All NMR samples were prepared in 20 mM 4-morpholineethanesulfonic acid, 20 mM NaCl, 5 mM CaCl2, and 5% D2O buffer (pH 6.1). DTT (2 mM) was added to the samples containing S100A4. Titration experiments were carried out at 0.2 mM S100A4 using 10 mM peptide solutions. Spectra for M111 backbone resonance assignments were measured using 0.4 mM protein solution. NMR spectra were obtained at 298 K using Bruker AVANCE DRX 600 or AVANCE DRX 800 spectrometers, which are both equipped with cryoprobes. Proton chemical shifts were referenced to external 2,2-dimethyl-2-silapentane-5-sulfonate. The 15N and 13C chemical shifts were referenced indirectly using recommended gyromagnetic ratios.44 Spectra were processed with TopSpin (Bruker) and analysed using Analysis.45 Three-dimensional HNCO, HN(CA)CO, HNCA, HN(CO)CA, HNCACB, and HN(CO)CACB experiments were used for the sequential assignment of the backbone NH, N, CO, Cα, and Cβ resonances.

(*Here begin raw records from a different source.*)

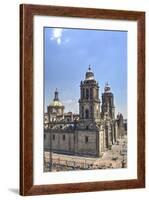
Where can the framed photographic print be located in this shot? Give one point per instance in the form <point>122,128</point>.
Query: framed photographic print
<point>82,99</point>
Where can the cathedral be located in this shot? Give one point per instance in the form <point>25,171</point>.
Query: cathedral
<point>91,132</point>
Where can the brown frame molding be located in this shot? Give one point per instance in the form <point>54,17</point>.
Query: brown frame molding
<point>26,99</point>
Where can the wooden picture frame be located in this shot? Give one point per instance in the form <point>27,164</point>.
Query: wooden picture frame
<point>27,12</point>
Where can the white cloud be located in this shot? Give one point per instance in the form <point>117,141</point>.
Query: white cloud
<point>57,35</point>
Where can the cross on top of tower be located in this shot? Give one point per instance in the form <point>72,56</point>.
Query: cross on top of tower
<point>107,87</point>
<point>89,68</point>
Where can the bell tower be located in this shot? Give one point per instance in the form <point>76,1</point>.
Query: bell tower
<point>89,103</point>
<point>108,108</point>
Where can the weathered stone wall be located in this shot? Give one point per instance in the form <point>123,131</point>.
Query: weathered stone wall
<point>79,142</point>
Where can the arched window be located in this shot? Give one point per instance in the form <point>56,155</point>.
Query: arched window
<point>91,93</point>
<point>83,93</point>
<point>82,111</point>
<point>86,113</point>
<point>91,111</point>
<point>87,93</point>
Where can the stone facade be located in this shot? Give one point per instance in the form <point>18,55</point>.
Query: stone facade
<point>89,133</point>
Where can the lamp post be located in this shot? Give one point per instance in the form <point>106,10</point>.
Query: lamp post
<point>50,149</point>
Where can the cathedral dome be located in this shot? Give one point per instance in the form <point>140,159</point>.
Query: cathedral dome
<point>89,74</point>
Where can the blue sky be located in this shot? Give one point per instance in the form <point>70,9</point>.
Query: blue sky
<point>69,52</point>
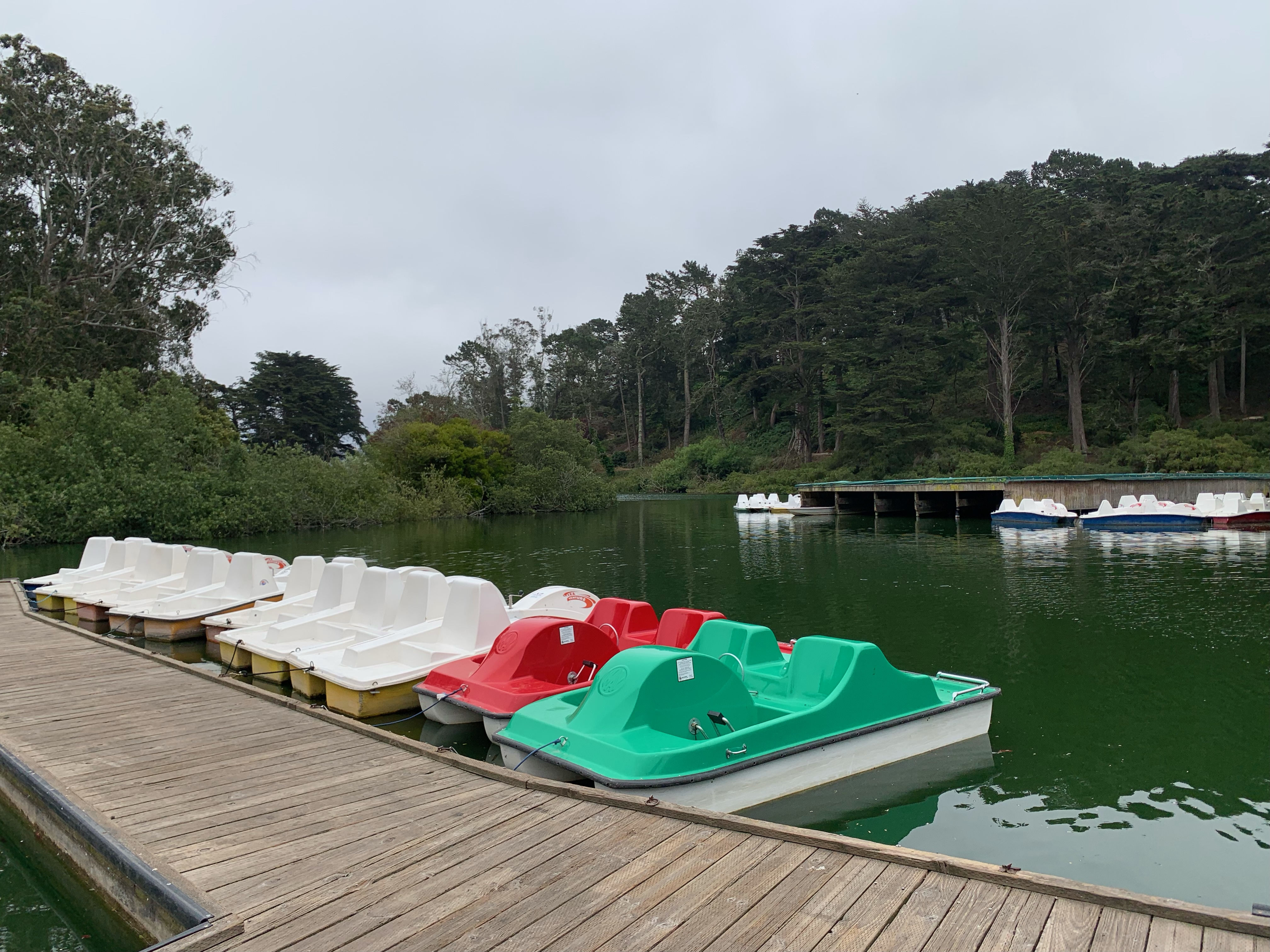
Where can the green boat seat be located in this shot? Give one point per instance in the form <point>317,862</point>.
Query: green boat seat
<point>661,690</point>
<point>755,645</point>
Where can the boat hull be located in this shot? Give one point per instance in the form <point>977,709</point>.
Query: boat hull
<point>234,655</point>
<point>1244,521</point>
<point>270,669</point>
<point>781,776</point>
<point>308,683</point>
<point>445,712</point>
<point>806,770</point>
<point>1143,521</point>
<point>1029,520</point>
<point>370,704</point>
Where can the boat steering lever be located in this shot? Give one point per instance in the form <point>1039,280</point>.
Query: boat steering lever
<point>717,717</point>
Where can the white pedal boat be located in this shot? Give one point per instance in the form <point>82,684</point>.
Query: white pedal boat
<point>205,569</point>
<point>335,598</point>
<point>1029,512</point>
<point>1146,513</point>
<point>92,559</point>
<point>178,617</point>
<point>383,601</point>
<point>159,572</point>
<point>298,598</point>
<point>121,558</point>
<point>379,676</point>
<point>1234,511</point>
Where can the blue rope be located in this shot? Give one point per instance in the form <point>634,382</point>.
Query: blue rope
<point>558,740</point>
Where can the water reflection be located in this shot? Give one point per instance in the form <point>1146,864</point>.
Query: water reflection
<point>900,792</point>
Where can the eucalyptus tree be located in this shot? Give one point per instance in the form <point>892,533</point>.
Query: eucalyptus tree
<point>778,294</point>
<point>646,328</point>
<point>112,247</point>
<point>995,252</point>
<point>300,400</point>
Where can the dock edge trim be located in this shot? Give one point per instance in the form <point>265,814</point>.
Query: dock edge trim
<point>135,875</point>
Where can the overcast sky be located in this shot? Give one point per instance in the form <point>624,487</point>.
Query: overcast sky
<point>404,171</point>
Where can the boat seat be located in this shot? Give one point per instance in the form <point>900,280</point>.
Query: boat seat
<point>753,644</point>
<point>680,626</point>
<point>625,621</point>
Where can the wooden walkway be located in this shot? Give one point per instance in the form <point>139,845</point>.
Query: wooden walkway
<point>310,832</point>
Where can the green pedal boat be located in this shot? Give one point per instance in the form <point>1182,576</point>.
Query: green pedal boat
<point>732,723</point>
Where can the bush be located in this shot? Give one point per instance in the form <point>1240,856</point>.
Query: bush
<point>558,484</point>
<point>1188,451</point>
<point>106,457</point>
<point>458,450</point>
<point>1062,462</point>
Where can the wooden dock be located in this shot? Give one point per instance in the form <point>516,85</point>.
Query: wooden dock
<point>306,830</point>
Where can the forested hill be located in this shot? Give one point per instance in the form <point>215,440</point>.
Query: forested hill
<point>1084,303</point>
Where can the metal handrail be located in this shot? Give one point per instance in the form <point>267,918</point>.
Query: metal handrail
<point>980,683</point>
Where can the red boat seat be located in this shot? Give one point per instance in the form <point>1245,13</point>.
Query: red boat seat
<point>624,620</point>
<point>680,626</point>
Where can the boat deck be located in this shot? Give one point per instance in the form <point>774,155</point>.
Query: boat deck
<point>312,832</point>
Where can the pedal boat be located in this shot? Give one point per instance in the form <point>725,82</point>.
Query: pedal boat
<point>298,597</point>
<point>1231,511</point>
<point>92,559</point>
<point>1146,513</point>
<point>732,723</point>
<point>121,558</point>
<point>1030,513</point>
<point>181,617</point>
<point>531,659</point>
<point>352,602</point>
<point>159,572</point>
<point>206,569</point>
<point>793,502</point>
<point>536,658</point>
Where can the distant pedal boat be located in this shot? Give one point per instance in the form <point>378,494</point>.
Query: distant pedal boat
<point>1146,513</point>
<point>733,723</point>
<point>1029,512</point>
<point>1233,511</point>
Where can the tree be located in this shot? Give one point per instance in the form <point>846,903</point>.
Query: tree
<point>994,248</point>
<point>294,399</point>
<point>778,287</point>
<point>112,249</point>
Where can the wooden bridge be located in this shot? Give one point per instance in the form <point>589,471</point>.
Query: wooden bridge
<point>980,496</point>
<point>304,830</point>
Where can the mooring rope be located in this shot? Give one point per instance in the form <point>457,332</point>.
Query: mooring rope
<point>562,739</point>
<point>425,710</point>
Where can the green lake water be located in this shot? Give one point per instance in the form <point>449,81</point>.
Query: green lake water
<point>1128,748</point>
<point>45,905</point>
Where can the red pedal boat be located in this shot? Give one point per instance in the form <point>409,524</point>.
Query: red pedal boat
<point>539,657</point>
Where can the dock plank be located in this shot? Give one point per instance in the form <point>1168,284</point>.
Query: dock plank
<point>323,835</point>
<point>1173,936</point>
<point>1070,927</point>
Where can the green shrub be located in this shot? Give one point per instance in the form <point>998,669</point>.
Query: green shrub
<point>106,457</point>
<point>558,484</point>
<point>456,450</point>
<point>1188,451</point>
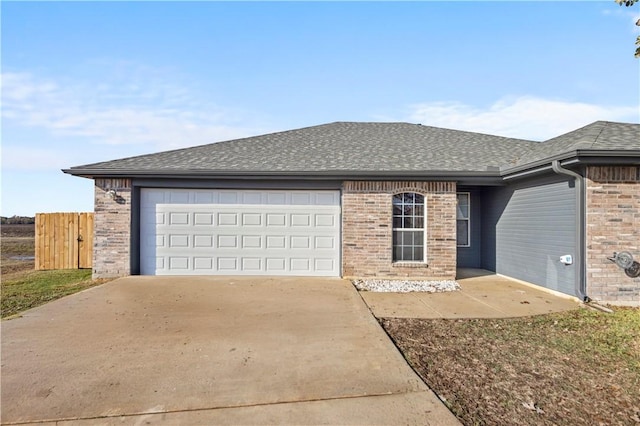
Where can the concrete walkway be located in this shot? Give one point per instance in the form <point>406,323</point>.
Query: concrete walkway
<point>483,294</point>
<point>209,350</point>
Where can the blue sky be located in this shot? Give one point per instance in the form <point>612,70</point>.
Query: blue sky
<point>84,82</point>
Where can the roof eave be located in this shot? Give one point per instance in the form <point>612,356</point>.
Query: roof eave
<point>313,175</point>
<point>582,156</point>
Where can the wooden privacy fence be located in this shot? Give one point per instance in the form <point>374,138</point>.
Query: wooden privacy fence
<point>64,240</point>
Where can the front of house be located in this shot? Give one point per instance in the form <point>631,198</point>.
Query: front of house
<point>386,200</point>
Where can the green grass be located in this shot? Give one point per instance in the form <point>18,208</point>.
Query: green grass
<point>34,288</point>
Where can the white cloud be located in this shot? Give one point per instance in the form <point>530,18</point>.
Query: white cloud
<point>525,117</point>
<point>125,111</point>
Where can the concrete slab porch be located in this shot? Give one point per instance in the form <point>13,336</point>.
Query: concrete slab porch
<point>483,294</point>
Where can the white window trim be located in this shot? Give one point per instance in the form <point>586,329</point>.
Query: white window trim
<point>424,233</point>
<point>468,219</point>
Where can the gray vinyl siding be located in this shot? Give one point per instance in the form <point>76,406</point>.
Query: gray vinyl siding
<point>470,257</point>
<point>527,226</point>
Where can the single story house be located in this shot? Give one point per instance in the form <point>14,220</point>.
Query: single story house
<point>386,200</point>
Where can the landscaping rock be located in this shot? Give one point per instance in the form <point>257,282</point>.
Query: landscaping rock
<point>406,286</point>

For negative staining, the stock solution of the M200 tail fragment was diluted with a solution consisting of 0.1 M Na-acetate, 3 mM MgCl2, 0.1 mM CaCl2, 10 mM imidazole, and 5 mM NaH2PO4 (pH 7.0), with or without 14 μM S100A4, to give a final concentration of 7 μM M200. Following dilution, 5 μl of the mixture was applied to a grid with a thin carbon film supported by a holey carbon film, and the grid was negatively stained using 1% uranyl acetate. For metal shadowing, the stock solutions of the M200 and M111 tail fragments were diluted with 0.5 M ammonium acetate solution to give a final concentration of 5 μM protein. This was mixed with an equal volume of glycerol, and the resulting mixture was sprayed onto freshly cleaved mica then rotary shadowed with platinum at an angle of 6°.46 Grids were examined in a Philips CM120 electron microscope (FEI, Hillsboro, OR) operated at 80 kV. Images were recorded on a 2000 × 2000 F224HD slow-scan CCD camera (TVIPS, Gauting, Germany) at a magnification of 65,000× (0.37 nm pixel− 1). The lengths of nonoverlapping well-shadowed molecules were measured as described by Burgess et al.47
We thank Dr. Andrew Bottrill for performing mass spectrometry of the peptides, Dr. Alexandre R. Gingras for measuring the CD spectra, Mr. Andrew Prescott for purifying proteins used in NMR analysis, and the Joint Biomedical Workshop for assisting with the construction of the TIRF microscope. This work was supported by a joint Biotechnology and Biological Sciences Research Council grant to C.R.B., M.K., and I.L.B.; National Institutes of Health grant AR034711 to R.C.; and a postdoctoral fellowship from the American Heart Association to H.S.J. Fluorescence and stopped-flow equipment was funded by the Wellcome Trust. H.S.J. was supported by grant T3021A from Knowledge Based Systems, Inc.